Para la magistrada, el panfleto supone una provocación a la discriminación de un determinado grupo de personas por motivos racistas, lo que a su juicio excede el discurso «ofensivo o impopular» que sí estaría protegido por la libertad de expresión reconocida constitucionalmente.

Según la sentencia, las expresiones incluidas en los folletos suponen «algo más que una clara mofa de un determinado colectivo» y vulneran el principio de «igualdad de todos los individuos y el orden de convivencia existente».

La magistrada hace hincapié en una frase «claramente amenazante» del panfleto apócrifo, en el que el falso colectivo de magrebíes pide a los ciudadanos de Vic que no voten a PxC porque esta formación hará «la vida imposible» a su comunidad.

La juez cree que el delito de provocación al odio racial debe ser interpretado a la luz de la Declaración de Derechos Humanos y de los Tratados y Acuerdos Internacionales contra la xenofobia firmados por España.

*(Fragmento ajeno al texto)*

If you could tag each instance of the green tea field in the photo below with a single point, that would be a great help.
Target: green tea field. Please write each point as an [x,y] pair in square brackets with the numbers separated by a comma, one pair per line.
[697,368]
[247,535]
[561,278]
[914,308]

En ese sentido, la sentencia establece una distinción entre el discurso ofensivo o impopular, que estaría amparado por la libertad de expresión, y el discurso del odio o «hate speech», que queda fuera de esa protección e incluye la apología del terrorismo y el genocidio, el negacionismo y la xenofobia.

En opinión de la juez, los panfletos distribuidos por Plataforma defienden el discurso del odio y es indiferente el alcance real de sus mensajes y el hecho de si tuvieron influencia real para alimentar la xenofobia en la población de Vic.

La persecución legal del discurso xenófobo es objeto de debate jurídico tras las dos sentencias contradictorias dictadas por el Tribunal Supremo (TS) sobre ese delito, lo que ha llevado a la Fiscalía a pedir al alto tribunal que clarifique su doctrina.

El pasado mes de junio, el Supremo revocó una sentencia pionera de la Audiencia de Barcelona que condenaba por incitación al odio a los dueños de la librería «Kalki» de Barcelona y a los líderes del neonazi Círculo de Estudios Indoeuropeos (CEI), mientras otro fallo del alto tribunal contra miembros del grupo neonazi «Blood & Honour» consideró punibles las asociaciones que promueven la discriminación.